Case ID: f-appx_223/html/0650-01.html
Source: Caselaw Access Project
Author: {"author": "", "license": "Public Domain", "url": "https://static.case.law/"}
Date Created: 2024-08-24T03:29:51.129683

JIANZHONG WANG, Petitioner, v. Alberto R. GONZALES, Attorney General, Respondent.
    No. 04-76000.
    United States Court of Appeals, Ninth Circuit.
    Submitted Feb. 20, 2007.
    
    Filed Feb. 28, 2007.
    
      Dorothy A. Harper, Esq., Law Office of Dorothy A. Harper, Los Angeles, CA, for Petitioner.
    District Counsel, Esq., Office of the District Counsel, Department of Homeland Security, Los Angeles, CA, Ronald E. LeFevre, Chief Counsel, Office of the District Counsel, Department of Homeland Security, San Francisco, CA, Richard M. Evans, Esq., David E. Dauenheimer, Esq., DOJ— U.S. Department of Justice, Civil Div./Office of Immigration Lit., Washington, DC, for Respondent.
    Before: BEEZER, FERNANDEZ and McKEOWN, Circuit Judges.
    
      
       The panel unanimously finds this case suitable for decision without oral argument. See Fed. R.App. P. 34(a)(2).
    
   MEMORANDUM

Jianzhong Wang, a native and citizen of China, petitions for review of the Board of Immigration Appeals’ (“BIA”) order dismissing his appeal from an immigration judge’s decision denying his applications for asylum, withholding of removal and protection under the Convention Against Torture. We have jurisdiction under 8 U.S.C. § 1252. Reviewing for substantial evidence, Singh v. Gonzales, 439 F.3d 1100, 1105 (9th Cir.2006), we grant the petition for review and remand for further proceedings.
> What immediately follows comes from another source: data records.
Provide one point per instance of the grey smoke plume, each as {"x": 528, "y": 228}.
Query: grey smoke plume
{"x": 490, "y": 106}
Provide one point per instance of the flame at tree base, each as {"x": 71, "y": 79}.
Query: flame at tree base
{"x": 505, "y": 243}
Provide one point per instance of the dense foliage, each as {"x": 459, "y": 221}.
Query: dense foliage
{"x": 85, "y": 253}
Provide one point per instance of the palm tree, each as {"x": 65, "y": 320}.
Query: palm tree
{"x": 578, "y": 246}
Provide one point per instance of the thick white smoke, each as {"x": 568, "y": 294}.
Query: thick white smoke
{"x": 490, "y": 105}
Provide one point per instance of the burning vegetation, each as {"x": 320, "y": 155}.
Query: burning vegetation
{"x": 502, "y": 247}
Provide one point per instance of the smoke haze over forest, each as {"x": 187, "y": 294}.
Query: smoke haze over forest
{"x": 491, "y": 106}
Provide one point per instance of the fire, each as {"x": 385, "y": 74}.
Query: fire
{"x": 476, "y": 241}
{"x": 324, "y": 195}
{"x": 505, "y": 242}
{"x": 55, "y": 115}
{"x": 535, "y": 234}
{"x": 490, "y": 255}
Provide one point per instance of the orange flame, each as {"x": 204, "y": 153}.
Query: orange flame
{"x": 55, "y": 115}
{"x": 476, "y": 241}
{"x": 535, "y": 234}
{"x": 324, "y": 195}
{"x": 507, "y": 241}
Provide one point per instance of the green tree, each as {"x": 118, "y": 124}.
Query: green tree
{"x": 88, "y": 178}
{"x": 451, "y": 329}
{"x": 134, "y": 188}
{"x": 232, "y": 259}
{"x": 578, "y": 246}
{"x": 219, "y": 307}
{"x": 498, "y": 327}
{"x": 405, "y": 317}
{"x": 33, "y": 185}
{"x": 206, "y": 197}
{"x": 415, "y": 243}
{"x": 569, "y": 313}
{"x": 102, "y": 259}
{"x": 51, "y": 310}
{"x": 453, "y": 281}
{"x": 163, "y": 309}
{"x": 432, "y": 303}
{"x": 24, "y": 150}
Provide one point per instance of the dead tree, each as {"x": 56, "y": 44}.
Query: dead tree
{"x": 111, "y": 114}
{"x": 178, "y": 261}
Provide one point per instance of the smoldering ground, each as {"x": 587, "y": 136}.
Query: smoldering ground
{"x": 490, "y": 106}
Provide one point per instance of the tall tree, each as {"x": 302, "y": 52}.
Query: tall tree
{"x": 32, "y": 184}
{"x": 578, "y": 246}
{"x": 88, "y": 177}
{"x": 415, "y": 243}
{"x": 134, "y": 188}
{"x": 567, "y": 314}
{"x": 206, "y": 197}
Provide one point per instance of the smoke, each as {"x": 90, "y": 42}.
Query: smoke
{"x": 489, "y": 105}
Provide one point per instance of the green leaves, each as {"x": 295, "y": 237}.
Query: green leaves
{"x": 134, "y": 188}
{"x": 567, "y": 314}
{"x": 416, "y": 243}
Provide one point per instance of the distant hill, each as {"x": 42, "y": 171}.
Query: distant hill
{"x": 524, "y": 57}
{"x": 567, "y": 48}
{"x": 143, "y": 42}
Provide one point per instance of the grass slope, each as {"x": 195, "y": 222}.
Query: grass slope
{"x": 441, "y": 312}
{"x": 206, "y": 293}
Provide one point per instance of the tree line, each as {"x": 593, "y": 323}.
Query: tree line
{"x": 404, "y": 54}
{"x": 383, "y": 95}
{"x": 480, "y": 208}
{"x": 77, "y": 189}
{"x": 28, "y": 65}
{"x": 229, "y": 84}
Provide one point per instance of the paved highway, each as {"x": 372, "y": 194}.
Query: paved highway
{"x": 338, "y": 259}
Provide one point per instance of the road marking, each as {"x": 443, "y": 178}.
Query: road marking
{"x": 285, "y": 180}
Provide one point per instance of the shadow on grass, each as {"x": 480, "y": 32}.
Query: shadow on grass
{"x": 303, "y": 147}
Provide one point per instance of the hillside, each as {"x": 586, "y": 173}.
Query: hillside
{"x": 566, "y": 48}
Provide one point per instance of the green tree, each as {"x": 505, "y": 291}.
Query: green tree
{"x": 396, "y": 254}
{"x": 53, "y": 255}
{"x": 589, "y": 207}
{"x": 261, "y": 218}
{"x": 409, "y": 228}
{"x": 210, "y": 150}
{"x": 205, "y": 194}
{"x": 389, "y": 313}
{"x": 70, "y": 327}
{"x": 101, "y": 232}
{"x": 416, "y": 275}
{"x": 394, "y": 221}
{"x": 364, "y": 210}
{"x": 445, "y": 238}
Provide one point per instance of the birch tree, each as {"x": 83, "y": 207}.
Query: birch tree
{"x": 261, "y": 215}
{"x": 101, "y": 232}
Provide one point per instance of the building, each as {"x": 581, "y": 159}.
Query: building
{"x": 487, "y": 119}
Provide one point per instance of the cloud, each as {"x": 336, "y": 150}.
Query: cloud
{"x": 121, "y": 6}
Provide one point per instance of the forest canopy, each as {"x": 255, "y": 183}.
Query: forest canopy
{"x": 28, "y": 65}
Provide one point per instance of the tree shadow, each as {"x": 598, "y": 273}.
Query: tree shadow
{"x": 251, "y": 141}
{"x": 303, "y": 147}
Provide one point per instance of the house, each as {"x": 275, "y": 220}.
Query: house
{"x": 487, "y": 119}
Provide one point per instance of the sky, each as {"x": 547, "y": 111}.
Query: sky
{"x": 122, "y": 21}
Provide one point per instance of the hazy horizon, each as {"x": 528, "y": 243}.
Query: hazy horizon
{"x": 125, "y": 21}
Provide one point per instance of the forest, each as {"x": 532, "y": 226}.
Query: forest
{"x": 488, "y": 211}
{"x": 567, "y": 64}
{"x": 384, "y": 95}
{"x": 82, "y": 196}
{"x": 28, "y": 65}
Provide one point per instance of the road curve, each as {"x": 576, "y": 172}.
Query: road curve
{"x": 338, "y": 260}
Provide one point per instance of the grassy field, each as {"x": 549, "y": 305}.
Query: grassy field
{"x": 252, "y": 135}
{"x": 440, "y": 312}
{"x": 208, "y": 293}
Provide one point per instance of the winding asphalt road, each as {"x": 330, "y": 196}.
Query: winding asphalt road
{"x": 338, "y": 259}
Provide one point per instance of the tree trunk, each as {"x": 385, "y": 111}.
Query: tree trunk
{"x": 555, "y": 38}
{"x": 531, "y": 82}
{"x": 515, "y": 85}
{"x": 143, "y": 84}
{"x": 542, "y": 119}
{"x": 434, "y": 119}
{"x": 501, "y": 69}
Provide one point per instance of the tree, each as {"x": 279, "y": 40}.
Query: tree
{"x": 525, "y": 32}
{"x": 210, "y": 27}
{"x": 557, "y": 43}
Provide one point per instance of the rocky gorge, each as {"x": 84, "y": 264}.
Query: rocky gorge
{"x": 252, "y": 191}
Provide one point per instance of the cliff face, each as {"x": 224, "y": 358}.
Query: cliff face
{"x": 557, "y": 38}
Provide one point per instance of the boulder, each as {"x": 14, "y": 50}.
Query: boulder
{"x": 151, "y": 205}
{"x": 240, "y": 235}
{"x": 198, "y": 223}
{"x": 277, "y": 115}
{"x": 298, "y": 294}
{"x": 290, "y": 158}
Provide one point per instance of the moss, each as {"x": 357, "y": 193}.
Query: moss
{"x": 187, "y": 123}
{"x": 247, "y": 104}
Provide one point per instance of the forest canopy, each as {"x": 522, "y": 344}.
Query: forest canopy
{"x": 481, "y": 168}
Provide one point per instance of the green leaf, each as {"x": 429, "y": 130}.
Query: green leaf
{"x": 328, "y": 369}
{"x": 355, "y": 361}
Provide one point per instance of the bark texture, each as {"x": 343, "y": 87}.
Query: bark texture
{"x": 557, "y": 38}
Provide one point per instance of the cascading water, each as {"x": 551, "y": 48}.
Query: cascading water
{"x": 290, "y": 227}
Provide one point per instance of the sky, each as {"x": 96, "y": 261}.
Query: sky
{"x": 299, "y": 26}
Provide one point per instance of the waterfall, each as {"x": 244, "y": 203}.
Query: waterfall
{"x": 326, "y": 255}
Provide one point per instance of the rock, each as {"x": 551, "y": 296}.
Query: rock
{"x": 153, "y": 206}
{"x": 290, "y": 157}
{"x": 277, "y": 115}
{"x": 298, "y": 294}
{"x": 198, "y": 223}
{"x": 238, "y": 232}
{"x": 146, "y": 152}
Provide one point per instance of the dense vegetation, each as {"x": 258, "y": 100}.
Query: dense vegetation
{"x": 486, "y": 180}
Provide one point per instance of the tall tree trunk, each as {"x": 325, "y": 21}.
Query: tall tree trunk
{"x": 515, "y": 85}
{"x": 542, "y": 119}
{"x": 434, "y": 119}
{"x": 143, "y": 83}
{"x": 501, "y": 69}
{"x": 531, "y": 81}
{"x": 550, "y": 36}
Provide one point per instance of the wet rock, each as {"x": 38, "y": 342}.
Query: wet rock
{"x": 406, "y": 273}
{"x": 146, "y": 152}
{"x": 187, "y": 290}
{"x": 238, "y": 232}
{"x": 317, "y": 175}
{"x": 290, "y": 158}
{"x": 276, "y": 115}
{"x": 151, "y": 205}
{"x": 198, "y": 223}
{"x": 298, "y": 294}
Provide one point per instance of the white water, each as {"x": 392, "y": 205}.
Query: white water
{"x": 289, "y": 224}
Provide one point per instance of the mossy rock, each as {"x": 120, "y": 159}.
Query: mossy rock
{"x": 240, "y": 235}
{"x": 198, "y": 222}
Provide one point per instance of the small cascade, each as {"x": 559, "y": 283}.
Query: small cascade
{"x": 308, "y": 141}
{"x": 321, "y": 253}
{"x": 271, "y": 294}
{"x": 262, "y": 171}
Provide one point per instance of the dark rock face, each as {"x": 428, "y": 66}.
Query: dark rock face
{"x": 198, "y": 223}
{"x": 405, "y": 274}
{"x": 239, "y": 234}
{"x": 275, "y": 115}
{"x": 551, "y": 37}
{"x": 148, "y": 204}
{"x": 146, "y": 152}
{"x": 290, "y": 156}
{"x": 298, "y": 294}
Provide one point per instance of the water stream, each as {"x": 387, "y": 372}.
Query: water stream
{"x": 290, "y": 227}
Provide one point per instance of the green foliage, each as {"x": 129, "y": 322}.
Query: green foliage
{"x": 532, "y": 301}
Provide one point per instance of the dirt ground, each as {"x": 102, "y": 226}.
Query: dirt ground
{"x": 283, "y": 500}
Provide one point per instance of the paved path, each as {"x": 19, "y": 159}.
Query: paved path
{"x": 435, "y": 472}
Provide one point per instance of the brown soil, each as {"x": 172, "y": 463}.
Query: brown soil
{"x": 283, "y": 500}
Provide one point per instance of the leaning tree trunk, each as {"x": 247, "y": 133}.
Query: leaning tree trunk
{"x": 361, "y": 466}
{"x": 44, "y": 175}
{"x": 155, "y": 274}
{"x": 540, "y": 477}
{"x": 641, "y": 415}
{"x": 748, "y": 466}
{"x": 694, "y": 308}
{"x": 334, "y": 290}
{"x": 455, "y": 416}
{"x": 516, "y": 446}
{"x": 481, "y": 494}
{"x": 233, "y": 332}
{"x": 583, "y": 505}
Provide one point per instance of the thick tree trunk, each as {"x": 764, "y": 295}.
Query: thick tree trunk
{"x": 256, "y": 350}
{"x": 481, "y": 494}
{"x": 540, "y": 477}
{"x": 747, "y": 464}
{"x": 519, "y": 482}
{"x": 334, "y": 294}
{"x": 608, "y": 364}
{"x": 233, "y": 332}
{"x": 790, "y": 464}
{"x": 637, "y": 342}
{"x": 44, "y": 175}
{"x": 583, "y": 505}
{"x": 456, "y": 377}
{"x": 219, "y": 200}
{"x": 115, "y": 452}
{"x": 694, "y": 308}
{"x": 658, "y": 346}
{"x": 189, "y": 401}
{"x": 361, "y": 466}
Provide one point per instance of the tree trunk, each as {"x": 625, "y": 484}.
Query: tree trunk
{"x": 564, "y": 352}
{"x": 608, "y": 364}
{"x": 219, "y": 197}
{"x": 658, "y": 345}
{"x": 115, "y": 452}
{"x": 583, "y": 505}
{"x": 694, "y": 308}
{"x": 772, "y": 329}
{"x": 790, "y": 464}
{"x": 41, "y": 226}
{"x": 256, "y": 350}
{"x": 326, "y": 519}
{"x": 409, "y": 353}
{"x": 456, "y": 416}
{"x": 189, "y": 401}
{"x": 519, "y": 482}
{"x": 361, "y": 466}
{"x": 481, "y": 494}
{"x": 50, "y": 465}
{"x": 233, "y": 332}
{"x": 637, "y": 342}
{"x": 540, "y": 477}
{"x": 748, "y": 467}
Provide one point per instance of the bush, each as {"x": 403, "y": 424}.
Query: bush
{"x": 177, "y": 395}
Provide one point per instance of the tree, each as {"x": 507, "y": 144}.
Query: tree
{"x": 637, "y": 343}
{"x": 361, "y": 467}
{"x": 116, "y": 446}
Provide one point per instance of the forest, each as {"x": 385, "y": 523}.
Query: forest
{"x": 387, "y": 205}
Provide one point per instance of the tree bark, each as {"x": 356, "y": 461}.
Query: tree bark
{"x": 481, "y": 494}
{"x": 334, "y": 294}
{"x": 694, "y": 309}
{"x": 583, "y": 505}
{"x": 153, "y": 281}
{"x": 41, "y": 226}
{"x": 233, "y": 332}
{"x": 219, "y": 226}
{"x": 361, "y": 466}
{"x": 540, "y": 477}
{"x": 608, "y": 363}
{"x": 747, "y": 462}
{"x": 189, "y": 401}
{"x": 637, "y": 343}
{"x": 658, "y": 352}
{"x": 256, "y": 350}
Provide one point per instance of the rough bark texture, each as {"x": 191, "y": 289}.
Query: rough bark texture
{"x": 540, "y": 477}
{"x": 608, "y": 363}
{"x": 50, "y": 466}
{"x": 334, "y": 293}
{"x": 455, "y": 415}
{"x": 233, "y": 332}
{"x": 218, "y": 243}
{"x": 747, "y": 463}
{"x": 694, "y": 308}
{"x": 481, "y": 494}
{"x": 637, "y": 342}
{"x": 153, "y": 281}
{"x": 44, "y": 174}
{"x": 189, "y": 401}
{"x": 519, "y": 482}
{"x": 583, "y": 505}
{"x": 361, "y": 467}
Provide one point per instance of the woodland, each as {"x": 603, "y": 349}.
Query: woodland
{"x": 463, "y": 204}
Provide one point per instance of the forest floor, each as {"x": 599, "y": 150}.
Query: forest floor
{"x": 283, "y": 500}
Wang claims he was persecuted after he provided Falun Gong members a place to meet at a hotel. Contrary to the agency’s findings, Wang’s consistent testimony and documentary evidence reflect that: after he was released from police custody, he remained employed by the hotel until he fled China; he was unofficially demoted from his position as a room service manager; and he did not receive a bonus. See Singh v. Ashcroft, 301 F.3d 1109, 1112 (9th Cir.2002) (the omission of a detail included in an applicant’s oral testimony does not make a supporting document inconsistent or incompatible, and thus will not support an adverse credibility finding). Further, Wang’s testimony that he safely returned to China for eight days when his mother became ill, hiding in a hotel and then staying with an aunt approximately 1000 kilometers from home, is not implausible. See Quan v. Gonzales, 428 F.3d 883, 887-88 (9th Cir.2005) (speculation regarding police capabilities based, in part, on country’s geographical size). Consequently, substantial evidence does not support the agency’s adverse credibility determination.

Accordingly, we grant the petition for review and remand to the BIA for further proceedings consistent with this disposition. See INS v. Ventura, 537 U.S. 12, 16-17, 123 S.Ct. 353, 154 L.Ed.2d 272 (2002) (per curiam).

PETITION FOR REVIEW GRANTED; REMANDED. 
      
       This disposition is not appropriate for publication and is not precedent except as provided by 9th Cir. R. 36-3.